In der Schule waren meine Lieblingsfächer Deutsch, Philosophie und Geschichte. An Physik und Chemie hatte ich lediglich Interesse. Ich hätte genauso gut Philosophie oder Germanistik studieren können, und ich würde das mit der gleichen Begeisterung betrieben haben wie den Maschinenbau. Ich bin auch davon überzeugt, dass sich die verschiedenen Fachrichtungen durchaus befruchten können. Zumindest ist die Fähigkeit, Querverbindungen zu ziehen, für Innovationen entscheidend. Den Lehrstuhl für Technikgeschichte habe ich der Universität Stuttgart gestiftet, weil ich der Meinung bin, dass Ingenieure heutzutage zu einseitig auf Fachliches getrimmt werden. Sie verändern die Welt, aber sie denken zu wenig darüber nach, was ihre Erfindungen bewirken. Nötig wäre es dagegen, das alte Ideal des Universalgebildeten wieder in den Vordergrund zu rücken.
Was bedeuten Ihnen persönlich die sogenannten schönen Künste?
Ohne Literatur, so pathetisch das auch klingen mag, könnte ich gar nicht leben. Erich Kästner, Thomas Mann, Carl Zuckmayer, und auch Gedichte liebe ich sehr. Eines von Ingeborg Bachmann geht mir gerade nicht mehr aus dem Sinn: Es kommen härtere Tage/ Die auf Widerruf gestundete Zeit/ Wird sichtbar am Horizont/
Also wenn einem das nicht nahegeht, zumal in meinem Fall, mit 85 Jahren (lacht). Wie man mit so wenigen Worten ein Gefühl so präzise ausdrücken kann, finde ich bewundernswert. Oder nehmen sie Kästners „Maigedicht“ (er beginnt zu rezitieren, d. Red). Die Sprache und der Rhythmus sind einfach wunderbar. Mein ganzes Leben habe ich aus solchen Versen Kraft und Inspiration geschöpft. Auch für meine Arbeit hier bei Trumpf.
Wie passt all das zur durch Strenge geprägten pietistischen Geisteshaltung, der Sie sich ja auch verpflichtet fühlen?
Ich wäre im Rheinland sicher ein schlechter Karnevalsprinz. Aber die Fähigkeit zu lachen und mich zu freuen habe ich sehr wohl. Ich bin auch kein praktizierender Pietist. In meiner Jugend habe ich mich recht kritisch mit meinem tatsächlich tief vom Pietismus durchdrungenen Umfeld auseinandergesetzt. Allerdings habe ich danach gemerkt, dass viele der pietistischen Maximen in meinem Leben sehr wohl eine positive Rolle gespielt haben.
Sie kennen die USA und Asien aus dem Effeff. Dem deutschen Südwesten sind Sie aber immer treu geblieben. Warum?

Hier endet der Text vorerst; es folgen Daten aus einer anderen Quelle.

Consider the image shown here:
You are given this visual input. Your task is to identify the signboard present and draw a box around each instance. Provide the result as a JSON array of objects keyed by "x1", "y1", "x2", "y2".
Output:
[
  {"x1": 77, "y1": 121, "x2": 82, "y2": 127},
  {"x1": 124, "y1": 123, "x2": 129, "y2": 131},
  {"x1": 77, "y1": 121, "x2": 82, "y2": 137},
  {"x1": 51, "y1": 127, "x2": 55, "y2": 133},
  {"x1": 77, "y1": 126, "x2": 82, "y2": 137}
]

Baden-Württemberg ist meine Heimat. Ich bin Schwabe von Geburt und aus Überzeugung. Unseren Dialekt halte ich zum Beispiel – bei all meiner Schwärmerei für die deutsche Literatur – für eine großartige Möglichkeit, Stimmungen, Gefühle und atmosphärische Nuancen auszudrücken. Es sind aber auch die ganz trivialen Dinge, die ich vermisse, wenn ich gerade nicht in Schwaben bin. Gutes Gsälz oder einen Lemberger. Als junger Mann habe ich meine Mutter nach einer Amerikareise einmal gebeten, mich am Flughafen abzuholen und mir eine dieser wunderbaren schwäbischen Butterbrezeln mitzubringen. Auf sie hatte ich das, was man Heißhunger nennt. Wir können hier eben nicht nur Maschinenbau.